About 300 workers at the Merita Bread plant in Orlando may soon be out of a job after the Hostess company filed for bankruptcy last week.

Merita Bread is produced by Hostess brands, and a small group of workers are on strike.

The store remains open for now, but with Hostess filing for bankruptcy, officials said the store may soon close.

Hostess, also the maker of Twinkies and Wonder Bread, is going out of business, closing plants, laying off its 18,500 workers and putting its brands up for sale.

The Irving, Texas-based company said a nationwide worker strike crippled its ability to make and deliver its products. Its brands also include Ding Dongs, Ho Hos and Dolly Madison.

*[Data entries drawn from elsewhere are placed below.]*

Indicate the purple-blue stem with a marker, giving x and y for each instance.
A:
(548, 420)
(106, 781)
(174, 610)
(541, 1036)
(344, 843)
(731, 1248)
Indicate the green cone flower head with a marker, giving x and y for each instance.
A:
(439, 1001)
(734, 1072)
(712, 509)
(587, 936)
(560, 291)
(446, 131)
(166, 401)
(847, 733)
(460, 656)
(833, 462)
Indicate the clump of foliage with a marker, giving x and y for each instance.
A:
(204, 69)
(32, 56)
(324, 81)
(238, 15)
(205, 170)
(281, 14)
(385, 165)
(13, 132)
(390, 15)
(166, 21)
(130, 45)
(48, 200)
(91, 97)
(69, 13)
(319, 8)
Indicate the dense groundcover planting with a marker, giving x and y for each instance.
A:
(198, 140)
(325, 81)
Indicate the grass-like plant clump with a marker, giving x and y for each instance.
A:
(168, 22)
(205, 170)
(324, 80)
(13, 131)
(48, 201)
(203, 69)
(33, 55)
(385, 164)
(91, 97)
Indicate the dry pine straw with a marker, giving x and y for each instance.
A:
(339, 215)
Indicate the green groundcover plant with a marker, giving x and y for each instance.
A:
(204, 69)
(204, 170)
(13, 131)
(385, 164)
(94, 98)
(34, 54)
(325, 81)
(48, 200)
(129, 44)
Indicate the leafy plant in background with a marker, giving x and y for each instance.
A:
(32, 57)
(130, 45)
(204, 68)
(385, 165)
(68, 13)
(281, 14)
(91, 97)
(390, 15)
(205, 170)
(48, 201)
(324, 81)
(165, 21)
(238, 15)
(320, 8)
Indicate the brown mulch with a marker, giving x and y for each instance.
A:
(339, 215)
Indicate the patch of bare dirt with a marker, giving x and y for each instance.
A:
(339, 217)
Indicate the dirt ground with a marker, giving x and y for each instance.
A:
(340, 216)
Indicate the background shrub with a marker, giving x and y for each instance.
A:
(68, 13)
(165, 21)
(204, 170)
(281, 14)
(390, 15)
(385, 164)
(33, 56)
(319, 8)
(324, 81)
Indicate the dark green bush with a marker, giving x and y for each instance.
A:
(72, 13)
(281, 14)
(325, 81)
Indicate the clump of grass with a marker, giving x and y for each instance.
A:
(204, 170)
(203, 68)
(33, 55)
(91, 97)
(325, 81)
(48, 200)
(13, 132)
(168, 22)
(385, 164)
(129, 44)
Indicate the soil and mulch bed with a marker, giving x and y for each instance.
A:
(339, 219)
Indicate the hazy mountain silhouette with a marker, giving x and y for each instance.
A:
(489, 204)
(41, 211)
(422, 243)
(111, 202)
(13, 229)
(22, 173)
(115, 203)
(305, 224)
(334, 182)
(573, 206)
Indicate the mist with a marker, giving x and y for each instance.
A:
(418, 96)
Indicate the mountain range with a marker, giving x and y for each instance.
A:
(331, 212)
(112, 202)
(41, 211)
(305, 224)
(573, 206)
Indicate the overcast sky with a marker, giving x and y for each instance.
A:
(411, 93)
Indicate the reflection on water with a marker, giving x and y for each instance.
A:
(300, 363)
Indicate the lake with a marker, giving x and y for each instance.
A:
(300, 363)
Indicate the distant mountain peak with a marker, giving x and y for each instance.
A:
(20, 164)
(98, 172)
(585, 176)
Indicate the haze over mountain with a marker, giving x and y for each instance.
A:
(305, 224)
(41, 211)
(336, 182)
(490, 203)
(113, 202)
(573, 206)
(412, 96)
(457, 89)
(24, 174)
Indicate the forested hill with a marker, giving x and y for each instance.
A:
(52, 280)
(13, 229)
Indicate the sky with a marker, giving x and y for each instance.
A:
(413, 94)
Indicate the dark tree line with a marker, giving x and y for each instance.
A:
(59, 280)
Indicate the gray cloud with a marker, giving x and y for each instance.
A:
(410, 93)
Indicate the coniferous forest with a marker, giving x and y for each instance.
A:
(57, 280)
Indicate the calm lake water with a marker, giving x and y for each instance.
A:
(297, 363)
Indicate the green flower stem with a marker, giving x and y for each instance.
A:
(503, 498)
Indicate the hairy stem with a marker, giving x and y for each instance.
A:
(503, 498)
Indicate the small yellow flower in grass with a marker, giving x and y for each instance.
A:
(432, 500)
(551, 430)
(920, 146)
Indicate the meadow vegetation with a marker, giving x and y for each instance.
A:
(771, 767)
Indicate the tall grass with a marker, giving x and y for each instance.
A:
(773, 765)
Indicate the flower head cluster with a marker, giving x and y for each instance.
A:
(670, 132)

Hostess had warned employees that it would file a motion in U.S. Bankruptcy Court to dissolve its business and sell assets if plant operations didn't return to normal levels by Thursday evening.

Workers in Orlando said they have been on strike since Saturday. They said they're not trying to get more money or benefits, but simply trying to hold on to what they currently have.

The workers said that since 2004, they have made concession after concession, and can't do it anymore.

Because of the strike, Hostess said it's closing down its factories and laying off thousands of employees.

Hostess has said that production at about a dozen of the company's 33 plants was seriously affected by the strike, and three plants were closed earlier this week.

"It's a shock to me because they're saying Merita Bread is closing down, and that's not right," said customer Jovan Gray.

Union officials told WFTV they plan to make a statement later Friday.

Hostess filed for Chapter 11 protection in January, its second trip through bankruptcy court in less than a decade.

"Many people have worked incredibly long and hard to keep this from happening, but now Hostess Brands has no other alternative than to begin the process of winding down and preparing for the sale of our iconic brands," CEO Gregory F. Rayburn said in a letter to employees posted on the company website.

He added that all employees will eventually lose their jobs, "some sooner than others."

Thousands of members of the Bakery, Confectionery, Tobacco Workers and Grain Millers International Union went on strike last week after rejecting in September a contract offer that cut wages and benefits. Hostess had already reached a contract agreement with its largest union, the International Brotherhood of Teamsters.

The company, founded in 1930, was fighting battles beyond labor costs. Competition is increasing in the snack space and Americans are increasingly conscious about healthy eating. Hostess also makes Drake's and Nature's Pride snacks.

Despite the struggles of Merita and Hostess, unemployment figures show October had the lowest jobless rate in four years.

The Orlando area was at 7.9 percent, down 2 percent from October 2011 and down .5 percent from September 2012.